From the perspective of "reconstruction loss as a discriminator," IGN is very similar to EBGAN. However, this doesn't mean EBGAN's success explains IGN's, because EBGAN's generator is independent of the discriminator and lacks the constraint of fully shared parameters. Thus, EBGAN's success is "within expectations" and fits GAN's original design. But IGN is different because its discriminator and generator share parameters completely, and GAN training itself has significant instability, making it easy for both to "sink together."

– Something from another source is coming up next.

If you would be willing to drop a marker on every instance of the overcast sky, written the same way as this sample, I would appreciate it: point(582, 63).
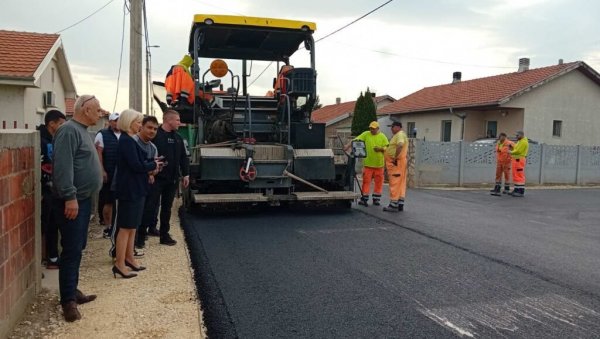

In my view, IGN has a chance not to fail because it happens to satisfy "self-consistency." First, the fundamental goal of a GAN is for $G_{\varphi}(z)$ to output a real image for input noise $z$. In IGN's design of "reconstruction loss as a discriminator," even if the discriminator's optimal loss isn't zero, it might be close, meaning $G_{\varphi}(x) \approx x$ is approximately satisfied. Thus, it simultaneously satisfies the condition: "for input image $x$, $G_{\varphi}(x)$ can output a real image." That is, regardless of the input, the output space is that of real samples. This self-consistency is crucial; otherwise, the generator might "fall apart" trying to generate in two different directions.

That being said, what tangible improvement does IGN offer over a general GAN? Please forgive my dullness, but I really can't see the benefit of IGN. Regarding parameter utilization, it looks like IGN's parameter sharing increases efficiency, but in fact, to ensure the input and output of $G_{\varphi}$ are the same size, IGN uses an autoencoder structure. Its parameter count and computation amount are equal to the sum of a generator and discriminator in a typical GAN! In other words, IGN doesn't reduce the parameter count; instead, it increases the total computation because it enlarges the generator's volume.

I also conducted a simple experiment with IGN and found that its training also suffers from instability—one could even say it's more unstable because hard constraints like "parameter sharing + Euclidean distance" are more likely to amplify instability, leading to "sinking together" rather than "rising together." Furthermore, because IGN's generator has identical input and output sizes, it loses the advantage of general GAN generators projecting from a low-dimensional manifold to high-dimensional data. IGN is also prone to mode collapse, and due to the use of Euclidean distance, the generated images tend to be blurry like those of a VAE.

Summary

This article introduced the Idempotent Generative Network (IGN), which recently gained attention, from a GAN perspective. It compared the connections and differences between IGN and GAN and shared an analysis of IGN.